Aus der Diskussion auf den beiden Veranstaltungen sind folgenden Punkte hervorzuheben:

  • Die Gestaltung der Kooperation und Kommunikation zwischen dem Forschungsprojekt und den Praxisakteuren war aufwendig. Sehr förderlich war die Bündelung der Kommunikation über definierte Ansprechpartner. Die Zusammenarbeit wurde auch dadurch befördert, dass der Forschungsverbund sich in enger Abstimmung mit dem Bezirksamt in die laufenden Planungsprozesse eingebracht hat und die eigenen Aktivitäten (z.B. Workshops in den Fokusgebieten) an den übergeordnenten Prozessdynamiken und Befindlichkeiten ausgerichtet hatte.

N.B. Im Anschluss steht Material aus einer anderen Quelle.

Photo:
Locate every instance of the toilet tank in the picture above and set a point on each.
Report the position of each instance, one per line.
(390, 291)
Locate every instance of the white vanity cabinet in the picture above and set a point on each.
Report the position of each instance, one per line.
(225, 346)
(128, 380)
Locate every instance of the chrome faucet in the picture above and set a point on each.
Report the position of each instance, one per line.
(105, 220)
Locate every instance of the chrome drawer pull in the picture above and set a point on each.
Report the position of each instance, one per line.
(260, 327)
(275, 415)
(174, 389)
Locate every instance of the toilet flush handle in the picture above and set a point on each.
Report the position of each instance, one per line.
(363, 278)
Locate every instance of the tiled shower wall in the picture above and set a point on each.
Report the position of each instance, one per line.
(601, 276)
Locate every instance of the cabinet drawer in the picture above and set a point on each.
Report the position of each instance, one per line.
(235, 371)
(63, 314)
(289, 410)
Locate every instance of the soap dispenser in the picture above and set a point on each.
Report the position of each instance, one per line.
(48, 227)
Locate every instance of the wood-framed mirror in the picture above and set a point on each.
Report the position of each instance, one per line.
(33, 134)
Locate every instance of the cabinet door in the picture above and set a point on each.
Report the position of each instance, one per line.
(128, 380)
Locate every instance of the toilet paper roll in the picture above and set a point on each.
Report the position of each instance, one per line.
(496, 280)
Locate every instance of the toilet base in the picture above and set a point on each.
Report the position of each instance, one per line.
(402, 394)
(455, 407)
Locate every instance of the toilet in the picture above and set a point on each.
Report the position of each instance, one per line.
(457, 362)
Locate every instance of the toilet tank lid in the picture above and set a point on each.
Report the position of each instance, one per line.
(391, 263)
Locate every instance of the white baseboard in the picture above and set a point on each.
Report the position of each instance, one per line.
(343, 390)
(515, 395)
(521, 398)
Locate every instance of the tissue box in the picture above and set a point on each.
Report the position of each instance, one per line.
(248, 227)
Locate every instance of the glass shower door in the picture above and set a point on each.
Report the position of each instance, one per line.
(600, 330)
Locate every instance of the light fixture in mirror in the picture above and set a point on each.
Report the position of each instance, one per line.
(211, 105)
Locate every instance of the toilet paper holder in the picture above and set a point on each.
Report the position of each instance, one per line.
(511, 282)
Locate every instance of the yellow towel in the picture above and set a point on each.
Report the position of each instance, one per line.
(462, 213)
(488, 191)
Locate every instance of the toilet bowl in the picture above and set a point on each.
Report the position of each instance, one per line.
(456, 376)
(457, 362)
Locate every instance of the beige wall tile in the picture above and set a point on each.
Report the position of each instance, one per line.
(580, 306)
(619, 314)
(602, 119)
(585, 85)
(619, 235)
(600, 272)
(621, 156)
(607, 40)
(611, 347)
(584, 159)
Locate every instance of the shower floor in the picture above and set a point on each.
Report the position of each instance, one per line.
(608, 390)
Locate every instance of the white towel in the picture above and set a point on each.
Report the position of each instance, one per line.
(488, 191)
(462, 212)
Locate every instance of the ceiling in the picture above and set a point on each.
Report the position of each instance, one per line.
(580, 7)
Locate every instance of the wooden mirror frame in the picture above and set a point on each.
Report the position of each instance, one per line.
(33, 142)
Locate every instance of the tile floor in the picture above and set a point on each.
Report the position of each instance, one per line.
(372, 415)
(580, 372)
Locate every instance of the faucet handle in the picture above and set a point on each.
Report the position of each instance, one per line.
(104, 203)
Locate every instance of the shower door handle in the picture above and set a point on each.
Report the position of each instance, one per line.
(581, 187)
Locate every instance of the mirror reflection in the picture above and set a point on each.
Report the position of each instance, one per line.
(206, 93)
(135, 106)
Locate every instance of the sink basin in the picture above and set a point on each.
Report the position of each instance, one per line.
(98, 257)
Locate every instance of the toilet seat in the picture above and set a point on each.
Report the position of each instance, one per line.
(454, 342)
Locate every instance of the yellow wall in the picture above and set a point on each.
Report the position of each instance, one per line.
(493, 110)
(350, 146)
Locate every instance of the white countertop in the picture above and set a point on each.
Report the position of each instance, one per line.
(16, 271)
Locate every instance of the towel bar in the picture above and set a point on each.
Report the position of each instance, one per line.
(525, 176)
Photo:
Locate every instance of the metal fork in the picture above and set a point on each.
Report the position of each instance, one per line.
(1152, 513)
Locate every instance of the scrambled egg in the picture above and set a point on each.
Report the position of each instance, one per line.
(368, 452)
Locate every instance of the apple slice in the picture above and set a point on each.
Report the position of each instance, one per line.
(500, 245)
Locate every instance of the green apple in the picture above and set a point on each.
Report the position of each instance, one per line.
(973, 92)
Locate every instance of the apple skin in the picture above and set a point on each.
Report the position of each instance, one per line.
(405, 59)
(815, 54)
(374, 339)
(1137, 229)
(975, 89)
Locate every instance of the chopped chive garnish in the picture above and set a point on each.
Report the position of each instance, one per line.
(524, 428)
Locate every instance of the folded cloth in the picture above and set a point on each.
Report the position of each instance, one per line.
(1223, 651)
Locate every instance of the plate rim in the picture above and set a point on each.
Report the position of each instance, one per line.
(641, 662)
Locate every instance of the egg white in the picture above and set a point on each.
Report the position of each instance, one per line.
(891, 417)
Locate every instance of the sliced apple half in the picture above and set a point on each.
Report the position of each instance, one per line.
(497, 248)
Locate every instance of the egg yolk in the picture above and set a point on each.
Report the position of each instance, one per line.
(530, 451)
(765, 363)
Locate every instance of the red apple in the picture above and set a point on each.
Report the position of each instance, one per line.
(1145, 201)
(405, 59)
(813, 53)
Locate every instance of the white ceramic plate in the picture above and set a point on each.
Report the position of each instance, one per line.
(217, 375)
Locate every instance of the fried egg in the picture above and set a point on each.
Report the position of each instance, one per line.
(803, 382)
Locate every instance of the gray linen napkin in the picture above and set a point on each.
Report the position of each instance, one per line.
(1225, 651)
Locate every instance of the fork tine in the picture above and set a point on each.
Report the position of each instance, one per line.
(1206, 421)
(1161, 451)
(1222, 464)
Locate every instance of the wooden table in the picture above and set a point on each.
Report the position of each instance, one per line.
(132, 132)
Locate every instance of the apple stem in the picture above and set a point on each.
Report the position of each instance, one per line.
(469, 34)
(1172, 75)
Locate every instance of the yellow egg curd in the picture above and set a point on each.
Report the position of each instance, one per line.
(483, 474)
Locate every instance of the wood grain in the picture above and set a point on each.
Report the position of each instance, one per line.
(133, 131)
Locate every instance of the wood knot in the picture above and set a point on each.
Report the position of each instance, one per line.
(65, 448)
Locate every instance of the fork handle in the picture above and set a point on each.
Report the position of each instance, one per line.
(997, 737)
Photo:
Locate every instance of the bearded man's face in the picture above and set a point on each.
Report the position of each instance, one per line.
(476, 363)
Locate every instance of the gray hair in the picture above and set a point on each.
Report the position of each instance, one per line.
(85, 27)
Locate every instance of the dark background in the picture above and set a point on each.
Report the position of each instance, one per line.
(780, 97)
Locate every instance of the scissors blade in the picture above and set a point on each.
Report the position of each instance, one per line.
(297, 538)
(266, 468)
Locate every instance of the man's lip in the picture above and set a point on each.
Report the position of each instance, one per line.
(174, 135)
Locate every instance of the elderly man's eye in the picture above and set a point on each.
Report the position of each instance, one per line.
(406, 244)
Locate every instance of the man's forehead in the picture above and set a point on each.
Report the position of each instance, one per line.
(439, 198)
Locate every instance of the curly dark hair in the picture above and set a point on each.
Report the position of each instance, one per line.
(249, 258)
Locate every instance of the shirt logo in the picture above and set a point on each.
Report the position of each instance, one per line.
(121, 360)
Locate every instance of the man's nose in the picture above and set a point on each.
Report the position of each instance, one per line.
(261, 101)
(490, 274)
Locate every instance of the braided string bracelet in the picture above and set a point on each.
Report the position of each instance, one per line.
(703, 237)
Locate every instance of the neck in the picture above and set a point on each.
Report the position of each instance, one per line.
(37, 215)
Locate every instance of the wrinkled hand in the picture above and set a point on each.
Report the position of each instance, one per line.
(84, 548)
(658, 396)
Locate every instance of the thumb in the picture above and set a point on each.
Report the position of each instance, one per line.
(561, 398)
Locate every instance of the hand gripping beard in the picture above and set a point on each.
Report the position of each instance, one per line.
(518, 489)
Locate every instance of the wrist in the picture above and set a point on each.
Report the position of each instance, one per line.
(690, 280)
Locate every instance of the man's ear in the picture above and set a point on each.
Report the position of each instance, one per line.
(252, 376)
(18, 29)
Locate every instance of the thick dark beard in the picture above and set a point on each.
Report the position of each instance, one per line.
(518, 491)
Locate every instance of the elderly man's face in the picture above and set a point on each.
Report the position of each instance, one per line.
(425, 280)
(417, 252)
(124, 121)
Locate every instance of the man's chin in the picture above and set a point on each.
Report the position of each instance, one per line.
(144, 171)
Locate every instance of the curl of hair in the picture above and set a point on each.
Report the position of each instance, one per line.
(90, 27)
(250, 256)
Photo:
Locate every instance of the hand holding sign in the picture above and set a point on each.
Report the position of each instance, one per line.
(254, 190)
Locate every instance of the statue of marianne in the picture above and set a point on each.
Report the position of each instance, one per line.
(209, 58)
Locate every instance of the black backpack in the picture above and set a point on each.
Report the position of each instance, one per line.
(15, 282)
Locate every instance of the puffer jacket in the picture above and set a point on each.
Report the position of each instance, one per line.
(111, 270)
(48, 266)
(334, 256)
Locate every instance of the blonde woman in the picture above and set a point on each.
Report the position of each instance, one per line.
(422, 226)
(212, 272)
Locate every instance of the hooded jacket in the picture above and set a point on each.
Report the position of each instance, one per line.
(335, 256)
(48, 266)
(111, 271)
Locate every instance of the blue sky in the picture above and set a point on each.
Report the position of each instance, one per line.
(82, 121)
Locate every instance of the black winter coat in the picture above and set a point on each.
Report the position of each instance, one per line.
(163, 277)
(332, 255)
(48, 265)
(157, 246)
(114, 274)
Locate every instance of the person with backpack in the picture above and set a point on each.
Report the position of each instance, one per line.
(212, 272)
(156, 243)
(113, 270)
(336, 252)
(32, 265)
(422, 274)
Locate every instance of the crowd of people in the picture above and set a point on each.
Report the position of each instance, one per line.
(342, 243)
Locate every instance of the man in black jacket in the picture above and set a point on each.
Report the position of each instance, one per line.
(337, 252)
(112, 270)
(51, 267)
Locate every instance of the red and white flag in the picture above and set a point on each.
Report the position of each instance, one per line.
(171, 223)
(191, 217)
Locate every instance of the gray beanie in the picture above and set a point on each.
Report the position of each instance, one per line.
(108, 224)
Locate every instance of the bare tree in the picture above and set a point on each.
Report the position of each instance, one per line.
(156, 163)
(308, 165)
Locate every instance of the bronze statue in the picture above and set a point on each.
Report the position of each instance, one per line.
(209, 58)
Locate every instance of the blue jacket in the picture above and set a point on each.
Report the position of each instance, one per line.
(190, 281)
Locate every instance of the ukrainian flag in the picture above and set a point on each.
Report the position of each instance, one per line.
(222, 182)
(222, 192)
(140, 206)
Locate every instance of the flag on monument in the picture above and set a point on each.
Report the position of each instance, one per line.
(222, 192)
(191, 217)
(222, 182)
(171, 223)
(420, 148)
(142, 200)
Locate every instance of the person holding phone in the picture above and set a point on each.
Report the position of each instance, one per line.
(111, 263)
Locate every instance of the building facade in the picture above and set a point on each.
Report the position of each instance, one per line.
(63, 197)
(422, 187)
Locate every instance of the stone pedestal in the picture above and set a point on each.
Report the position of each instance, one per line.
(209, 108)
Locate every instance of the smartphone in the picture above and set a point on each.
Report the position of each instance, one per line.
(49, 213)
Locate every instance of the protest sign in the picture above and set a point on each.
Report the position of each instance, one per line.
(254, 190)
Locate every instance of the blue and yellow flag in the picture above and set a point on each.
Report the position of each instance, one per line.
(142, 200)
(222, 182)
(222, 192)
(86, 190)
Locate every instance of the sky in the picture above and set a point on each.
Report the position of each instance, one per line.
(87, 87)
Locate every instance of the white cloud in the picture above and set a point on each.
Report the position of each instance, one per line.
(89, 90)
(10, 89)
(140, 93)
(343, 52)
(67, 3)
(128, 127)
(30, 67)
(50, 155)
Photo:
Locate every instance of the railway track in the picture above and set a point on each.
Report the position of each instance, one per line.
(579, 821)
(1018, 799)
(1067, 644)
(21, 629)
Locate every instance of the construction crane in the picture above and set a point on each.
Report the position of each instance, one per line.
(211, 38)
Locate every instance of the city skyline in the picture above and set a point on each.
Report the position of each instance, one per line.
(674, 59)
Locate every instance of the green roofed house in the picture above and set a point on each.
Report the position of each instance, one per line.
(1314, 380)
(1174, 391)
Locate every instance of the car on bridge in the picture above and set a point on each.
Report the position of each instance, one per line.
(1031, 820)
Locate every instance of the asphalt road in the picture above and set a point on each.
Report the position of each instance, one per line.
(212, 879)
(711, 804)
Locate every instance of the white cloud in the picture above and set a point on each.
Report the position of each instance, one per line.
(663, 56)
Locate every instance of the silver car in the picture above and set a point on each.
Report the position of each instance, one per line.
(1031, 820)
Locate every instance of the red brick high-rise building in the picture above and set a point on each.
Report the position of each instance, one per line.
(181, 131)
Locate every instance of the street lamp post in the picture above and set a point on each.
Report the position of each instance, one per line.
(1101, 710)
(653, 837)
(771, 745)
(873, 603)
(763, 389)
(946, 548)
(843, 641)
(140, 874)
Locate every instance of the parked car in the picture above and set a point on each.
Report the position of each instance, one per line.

  • Ein weiterer Punkt drehte sich um die Frage, wie dezentrale Regenwasserbewirtschaft (und weiter gedacht: gekoppelte Infrastrukturen) in Bestandsgebieten in die Umsetzung kommen können. In Neubauplanungsgebieten wird dezentrale Regenwasserbewirtschaftung in Berlin heute weitestgehend eingeplant. Die Herausforderung besteht jedoch darin, in den bereits gebauten Gebieten, einen veränderten Umgang mit Wasser zu ermöglichen und umzusetzen.